I guess another barrier for me continues to be locating scholarly
resources. This I have the power to change. I would like to become more
efficient in finding relevant research. This is an area where growth is very
slow. I found some research that I would like to have read but didn’t find a
free version on the web. I should have made the effort to spend some time
at the USC Upstate campus library to locate some of this information. This
is a skill I need to perfect if I choose to continue my education in a doctorial
program somewhere.
Interesting ways your experience relates to previous course work -especially unexpected or conflicting results:
Even though our classes have been a blend of technology and theory I
still think of this degree in terms of creating technology. For me the focus
is always on the theory and then how I will use the technology to implement
the theories. At first I thought I might be way off in my thinking, after all
this is about developing technology, right? Maybe not, in retrospect there is
probably a reason the courses in this graduate degree are a good blend of
theory and technology.
I loved creating our video last year in your class. So I have been
working in Camtasia to create screen casts and videos to include in my
teacher resource website. I have also used a great deal of the theory we
have learned. Much of it just verified my intuitive style of teaching. I am

more mindful of using these theories in a purposeful way. Now when someone
ask why I chose to teach a certain way I can quote the theory from which
the strategy came.
Strong emotions you experienced and why:
The first three emotions that come to mind are panic, frustration, and
relief. I was in a panic because I just could not envision what I wanted to
create. I knew I didn’t want it to be superficial. I wanted to showcase
technology integration with substance. The kind of learning that would
promote higher level thinking yet something that was easy to implement and
would be enjoyable for my students.
The frustration came from trying some of these things out in the
classroom.
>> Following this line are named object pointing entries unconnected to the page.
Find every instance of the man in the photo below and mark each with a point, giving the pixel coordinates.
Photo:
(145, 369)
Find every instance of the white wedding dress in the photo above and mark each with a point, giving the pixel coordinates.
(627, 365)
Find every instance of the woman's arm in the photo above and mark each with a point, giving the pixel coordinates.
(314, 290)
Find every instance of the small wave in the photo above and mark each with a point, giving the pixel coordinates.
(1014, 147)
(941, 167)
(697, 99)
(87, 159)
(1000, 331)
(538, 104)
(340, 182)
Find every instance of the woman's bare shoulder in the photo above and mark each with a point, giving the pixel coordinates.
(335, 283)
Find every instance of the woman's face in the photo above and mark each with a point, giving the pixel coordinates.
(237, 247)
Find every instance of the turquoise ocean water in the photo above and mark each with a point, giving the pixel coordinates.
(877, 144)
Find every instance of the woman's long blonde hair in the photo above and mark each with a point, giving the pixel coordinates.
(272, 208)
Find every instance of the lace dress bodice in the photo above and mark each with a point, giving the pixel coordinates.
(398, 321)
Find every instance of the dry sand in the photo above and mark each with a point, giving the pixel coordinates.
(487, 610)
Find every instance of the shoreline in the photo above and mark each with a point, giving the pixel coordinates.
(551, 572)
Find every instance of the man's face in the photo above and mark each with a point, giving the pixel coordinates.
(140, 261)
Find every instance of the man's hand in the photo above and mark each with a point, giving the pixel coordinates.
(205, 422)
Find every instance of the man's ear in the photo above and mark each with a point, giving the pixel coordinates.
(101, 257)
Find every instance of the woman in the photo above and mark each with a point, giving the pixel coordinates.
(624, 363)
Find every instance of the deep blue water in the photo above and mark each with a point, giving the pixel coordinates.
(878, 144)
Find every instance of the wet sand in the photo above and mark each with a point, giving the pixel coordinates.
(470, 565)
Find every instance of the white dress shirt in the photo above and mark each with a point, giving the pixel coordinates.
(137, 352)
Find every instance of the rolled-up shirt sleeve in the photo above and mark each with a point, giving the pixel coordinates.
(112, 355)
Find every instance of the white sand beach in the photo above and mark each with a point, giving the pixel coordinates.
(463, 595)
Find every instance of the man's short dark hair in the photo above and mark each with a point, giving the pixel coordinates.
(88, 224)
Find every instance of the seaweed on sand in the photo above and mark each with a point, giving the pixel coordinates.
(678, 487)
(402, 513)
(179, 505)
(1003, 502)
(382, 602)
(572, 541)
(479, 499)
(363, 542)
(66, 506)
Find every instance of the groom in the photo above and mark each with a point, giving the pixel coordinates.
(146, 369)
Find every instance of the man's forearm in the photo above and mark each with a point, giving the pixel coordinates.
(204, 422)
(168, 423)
I would spend lots of time in preparation so that in the classroom
things would go smoothly. I go into class confident I have thought through
every possible pitfall only to dive head first into one that I don’t have a
ready answer for. When you look on the positive side of this experience, it
allows for real world critical thinking and problem solving not only for me but
for my students as well.
The last emotion is relief. This emotion is brought on by the successes
I am finally seeing with the implementation of Google Classroom. Relief that
I have successfully navigated through two school visits: one from Palmetto’s
Finest and the other from Schools that Work; while working on my graduate
degree and being a mom to two very active boys. Relief that I have a final
product I am proud of, one that has the depth required for true student
growth. And finally relief that a much needed break is around the corner and
I can spend a couple of weeks reading mindless fiction.